Esmâïl Fassih, écrivain majeur ou mineur ?


Arefeh Hedjazi


Esmâïl Fassih est l’un des écrivains contemporains les plus prolifiques d’Iran, s’inscrivant à la frontière entre la grande et la petite littérature. Autrement dit, la littérature « intellectuelle » influencée fortement par les écoles françaises, notamment le Nouveau Roman, l’engagement camusien ou sartrien, ou plus récemment, une littérature assez débridée, plus soucieuse de la forme que du contenu ; et la littérature populaire, marquée par les clichés et les stéréotypes. Fassih est à mi-chemin entre ces deux littératures. Ceci est d’un côté le résultat de ce qui est effectivement une certaine faiblesse dans l’écriture, qui se montre dans la structure de ses romans ou dans son style, et de l’autre, le résultat de ses prises de position sociales et politiques, autrement sa neutralité et son désengagement volontaire.
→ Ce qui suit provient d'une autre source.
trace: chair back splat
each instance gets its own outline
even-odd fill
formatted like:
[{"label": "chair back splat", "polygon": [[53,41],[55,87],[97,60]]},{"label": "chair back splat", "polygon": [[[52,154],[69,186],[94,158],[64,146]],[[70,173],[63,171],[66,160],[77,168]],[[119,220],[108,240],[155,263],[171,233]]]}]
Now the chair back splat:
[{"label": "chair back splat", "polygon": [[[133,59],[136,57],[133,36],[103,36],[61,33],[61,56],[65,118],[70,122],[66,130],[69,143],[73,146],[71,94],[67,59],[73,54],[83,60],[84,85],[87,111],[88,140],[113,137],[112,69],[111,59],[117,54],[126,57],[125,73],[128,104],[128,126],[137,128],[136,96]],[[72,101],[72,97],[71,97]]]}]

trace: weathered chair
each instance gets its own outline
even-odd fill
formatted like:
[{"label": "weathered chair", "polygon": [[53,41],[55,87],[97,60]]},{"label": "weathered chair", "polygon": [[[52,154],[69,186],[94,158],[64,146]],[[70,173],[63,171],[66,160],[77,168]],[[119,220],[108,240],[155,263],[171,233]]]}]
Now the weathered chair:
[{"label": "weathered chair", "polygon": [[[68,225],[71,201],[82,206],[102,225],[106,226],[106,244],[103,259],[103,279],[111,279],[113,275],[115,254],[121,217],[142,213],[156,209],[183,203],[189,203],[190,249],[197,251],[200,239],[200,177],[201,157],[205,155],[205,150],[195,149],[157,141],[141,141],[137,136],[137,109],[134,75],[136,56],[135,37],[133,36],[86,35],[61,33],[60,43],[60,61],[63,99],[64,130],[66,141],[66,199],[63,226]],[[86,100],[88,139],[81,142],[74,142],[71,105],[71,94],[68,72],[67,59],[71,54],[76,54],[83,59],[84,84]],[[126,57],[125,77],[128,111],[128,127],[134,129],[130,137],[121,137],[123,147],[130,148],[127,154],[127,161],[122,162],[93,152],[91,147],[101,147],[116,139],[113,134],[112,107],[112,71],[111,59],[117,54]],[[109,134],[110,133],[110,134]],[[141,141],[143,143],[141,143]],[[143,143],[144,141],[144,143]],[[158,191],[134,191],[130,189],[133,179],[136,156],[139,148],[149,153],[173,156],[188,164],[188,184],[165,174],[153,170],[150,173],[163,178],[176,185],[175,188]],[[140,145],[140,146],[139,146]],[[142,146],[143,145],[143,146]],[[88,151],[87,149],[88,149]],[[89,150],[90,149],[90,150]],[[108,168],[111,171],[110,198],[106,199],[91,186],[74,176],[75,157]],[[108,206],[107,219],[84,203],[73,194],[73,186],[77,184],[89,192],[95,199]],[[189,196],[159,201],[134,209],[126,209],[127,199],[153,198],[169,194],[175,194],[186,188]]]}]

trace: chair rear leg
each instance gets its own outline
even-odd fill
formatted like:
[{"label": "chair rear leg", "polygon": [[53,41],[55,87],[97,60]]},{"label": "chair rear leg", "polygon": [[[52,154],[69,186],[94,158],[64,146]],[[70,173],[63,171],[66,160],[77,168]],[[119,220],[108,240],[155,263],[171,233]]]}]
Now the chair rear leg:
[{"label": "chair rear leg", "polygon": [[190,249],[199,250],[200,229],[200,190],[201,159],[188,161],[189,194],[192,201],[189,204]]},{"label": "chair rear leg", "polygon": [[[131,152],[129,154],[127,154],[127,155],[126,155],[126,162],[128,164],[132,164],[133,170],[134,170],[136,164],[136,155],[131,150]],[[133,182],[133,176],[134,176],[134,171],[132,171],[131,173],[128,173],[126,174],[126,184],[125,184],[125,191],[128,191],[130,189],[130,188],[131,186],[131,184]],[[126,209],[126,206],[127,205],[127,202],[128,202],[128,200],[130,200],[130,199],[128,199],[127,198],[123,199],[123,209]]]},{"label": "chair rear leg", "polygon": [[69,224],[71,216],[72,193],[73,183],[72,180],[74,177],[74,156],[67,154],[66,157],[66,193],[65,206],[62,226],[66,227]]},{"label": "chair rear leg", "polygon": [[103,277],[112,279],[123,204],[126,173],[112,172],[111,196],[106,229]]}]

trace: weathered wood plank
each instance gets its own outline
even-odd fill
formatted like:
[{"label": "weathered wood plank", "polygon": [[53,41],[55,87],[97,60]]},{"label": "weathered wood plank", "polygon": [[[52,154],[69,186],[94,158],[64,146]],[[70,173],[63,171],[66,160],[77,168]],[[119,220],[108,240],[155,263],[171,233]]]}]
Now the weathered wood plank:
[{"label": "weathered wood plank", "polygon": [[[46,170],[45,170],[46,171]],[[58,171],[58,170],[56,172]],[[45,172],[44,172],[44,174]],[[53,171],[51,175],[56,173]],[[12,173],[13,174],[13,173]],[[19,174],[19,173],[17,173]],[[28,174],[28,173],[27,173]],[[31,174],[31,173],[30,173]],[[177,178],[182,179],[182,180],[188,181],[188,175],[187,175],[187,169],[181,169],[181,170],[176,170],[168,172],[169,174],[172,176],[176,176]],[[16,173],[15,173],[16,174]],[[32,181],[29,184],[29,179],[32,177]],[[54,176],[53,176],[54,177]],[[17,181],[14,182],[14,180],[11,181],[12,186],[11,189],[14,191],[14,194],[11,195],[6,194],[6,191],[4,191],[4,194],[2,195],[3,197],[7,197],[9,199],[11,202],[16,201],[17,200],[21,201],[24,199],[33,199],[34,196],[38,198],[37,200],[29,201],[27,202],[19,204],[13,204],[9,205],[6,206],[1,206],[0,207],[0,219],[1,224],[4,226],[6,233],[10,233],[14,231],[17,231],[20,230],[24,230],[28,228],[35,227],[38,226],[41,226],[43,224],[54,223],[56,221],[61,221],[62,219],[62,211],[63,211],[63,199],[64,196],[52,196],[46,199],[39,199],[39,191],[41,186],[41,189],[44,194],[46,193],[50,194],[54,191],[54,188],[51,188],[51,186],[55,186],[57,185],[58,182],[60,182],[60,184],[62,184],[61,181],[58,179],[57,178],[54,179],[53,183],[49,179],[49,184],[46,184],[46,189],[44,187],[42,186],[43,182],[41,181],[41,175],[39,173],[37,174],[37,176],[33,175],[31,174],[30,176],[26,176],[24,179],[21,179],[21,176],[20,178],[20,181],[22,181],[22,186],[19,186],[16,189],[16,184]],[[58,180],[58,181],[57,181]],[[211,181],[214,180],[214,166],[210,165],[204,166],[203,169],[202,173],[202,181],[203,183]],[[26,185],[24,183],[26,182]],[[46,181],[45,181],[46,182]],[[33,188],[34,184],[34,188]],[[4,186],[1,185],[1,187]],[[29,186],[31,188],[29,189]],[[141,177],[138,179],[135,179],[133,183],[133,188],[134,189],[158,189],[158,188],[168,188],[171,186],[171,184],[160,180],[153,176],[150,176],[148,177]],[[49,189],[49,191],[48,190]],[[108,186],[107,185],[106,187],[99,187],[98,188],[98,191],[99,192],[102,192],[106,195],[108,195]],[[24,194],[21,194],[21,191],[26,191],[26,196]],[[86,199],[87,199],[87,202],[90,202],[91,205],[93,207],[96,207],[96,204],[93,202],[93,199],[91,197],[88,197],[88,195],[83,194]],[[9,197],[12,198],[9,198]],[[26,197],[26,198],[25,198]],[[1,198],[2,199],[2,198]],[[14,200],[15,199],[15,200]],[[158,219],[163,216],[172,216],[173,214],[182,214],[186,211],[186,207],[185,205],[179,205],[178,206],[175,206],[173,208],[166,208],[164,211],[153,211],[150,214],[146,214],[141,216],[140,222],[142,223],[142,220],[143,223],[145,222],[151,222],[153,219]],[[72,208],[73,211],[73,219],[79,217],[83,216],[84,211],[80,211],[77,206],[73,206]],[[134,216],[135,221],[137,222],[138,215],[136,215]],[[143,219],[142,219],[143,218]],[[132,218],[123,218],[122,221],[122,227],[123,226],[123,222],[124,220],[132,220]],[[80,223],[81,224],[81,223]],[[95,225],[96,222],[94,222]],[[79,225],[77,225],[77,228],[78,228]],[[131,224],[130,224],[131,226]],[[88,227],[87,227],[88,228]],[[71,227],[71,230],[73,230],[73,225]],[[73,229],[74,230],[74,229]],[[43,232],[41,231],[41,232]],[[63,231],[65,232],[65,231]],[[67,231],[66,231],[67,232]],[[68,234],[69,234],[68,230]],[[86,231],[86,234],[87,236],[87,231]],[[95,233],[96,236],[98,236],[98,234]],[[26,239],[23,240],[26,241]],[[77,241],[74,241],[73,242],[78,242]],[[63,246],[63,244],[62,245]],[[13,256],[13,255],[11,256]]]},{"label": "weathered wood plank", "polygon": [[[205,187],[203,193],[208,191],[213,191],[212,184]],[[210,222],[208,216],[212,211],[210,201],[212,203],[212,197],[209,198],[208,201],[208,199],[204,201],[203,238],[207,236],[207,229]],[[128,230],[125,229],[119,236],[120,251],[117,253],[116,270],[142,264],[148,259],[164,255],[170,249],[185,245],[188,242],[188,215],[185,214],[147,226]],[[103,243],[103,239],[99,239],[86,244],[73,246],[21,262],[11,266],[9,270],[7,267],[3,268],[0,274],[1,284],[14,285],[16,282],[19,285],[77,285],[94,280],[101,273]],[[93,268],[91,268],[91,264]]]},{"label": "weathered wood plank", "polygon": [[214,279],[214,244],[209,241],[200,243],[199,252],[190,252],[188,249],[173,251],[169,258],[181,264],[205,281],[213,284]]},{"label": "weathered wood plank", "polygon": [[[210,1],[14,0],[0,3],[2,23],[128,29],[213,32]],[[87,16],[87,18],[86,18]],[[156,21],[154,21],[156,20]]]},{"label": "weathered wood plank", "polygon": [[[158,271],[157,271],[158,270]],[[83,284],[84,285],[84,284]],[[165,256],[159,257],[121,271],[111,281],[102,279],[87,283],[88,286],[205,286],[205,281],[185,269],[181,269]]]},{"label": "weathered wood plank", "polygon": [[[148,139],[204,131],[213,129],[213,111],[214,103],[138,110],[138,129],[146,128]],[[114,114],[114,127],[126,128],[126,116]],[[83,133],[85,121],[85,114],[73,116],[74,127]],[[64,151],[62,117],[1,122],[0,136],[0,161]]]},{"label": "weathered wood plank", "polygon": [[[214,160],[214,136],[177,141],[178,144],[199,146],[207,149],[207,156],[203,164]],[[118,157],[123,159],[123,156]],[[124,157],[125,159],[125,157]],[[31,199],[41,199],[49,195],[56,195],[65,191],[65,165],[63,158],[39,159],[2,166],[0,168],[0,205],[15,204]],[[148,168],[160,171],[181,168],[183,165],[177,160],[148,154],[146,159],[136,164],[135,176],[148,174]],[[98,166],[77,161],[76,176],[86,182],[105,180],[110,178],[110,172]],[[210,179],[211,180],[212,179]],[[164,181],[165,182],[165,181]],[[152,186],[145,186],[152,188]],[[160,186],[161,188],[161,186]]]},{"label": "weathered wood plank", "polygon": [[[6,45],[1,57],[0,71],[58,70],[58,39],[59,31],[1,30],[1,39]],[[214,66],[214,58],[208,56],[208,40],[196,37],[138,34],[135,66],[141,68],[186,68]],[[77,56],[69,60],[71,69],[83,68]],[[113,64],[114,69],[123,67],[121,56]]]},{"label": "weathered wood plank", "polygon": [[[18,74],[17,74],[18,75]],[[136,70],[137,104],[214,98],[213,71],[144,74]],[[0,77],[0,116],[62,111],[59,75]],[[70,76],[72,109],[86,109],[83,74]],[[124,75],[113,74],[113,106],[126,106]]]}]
Esmâïl Fassih, mort en 2009, est un écrivain difficile à classer littérairement, mais aussi socialement et politiquement. Il s’est toujours tenu loin des débats et du milieu littéraire, tant qu’il n’a même presque jamais accordé d’entretiens. Mais il a pourtant été régulièrement présent sur la scène littéraire iranienne depuis quatre décennies. Auteur prolifique, il a laissé une œuvre abondante, dont chaque ouvrage est comme la continuation du précédent, dans le sens où des personnages-pivots réapparaissent dans chaque roman et nouvelle.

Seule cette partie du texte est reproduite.